In 1274 he obtained permission to go to Africa, where he preached throughout the different provinces of Libya. Noted for his austerities, he was recalled from Africa, probably for reasons of health, to accompany his friend Girolamo, now papal legate, on a mission to the King of France, then at war with Spain. Conrad subsequently became lector of theology at Paris. When not engaged in teaching, Conrad preached to the people or ministered to the sick in hospitals.
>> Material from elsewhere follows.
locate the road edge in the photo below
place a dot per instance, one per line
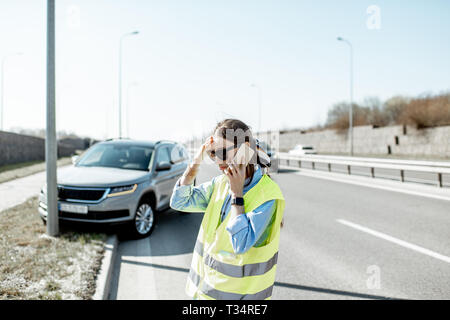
(103, 282)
In 1288 he was summoned to Rome by the new pope, Nicholas IV, who wished to make him cardinal, but Conrad died on the way after reaching his native city on 19 April 1289, being then fifty-five years of age.

==Veneration==
Nicholas IV was deeply grieved because of the loss of his saintly friend, and declared that Conrad's death was a great loss to the Catholic Church. The people of Ascoli built a tomb over the remains of Conrad.

In 1371 his body was removed to the new church of the Franciscans. But it was found incorrupt and gave forth a sweet odour. Pius VI approved the cultus of Blessed Conrad.

His liturgical feast is kept in the Order of Friars Minor on 19 April.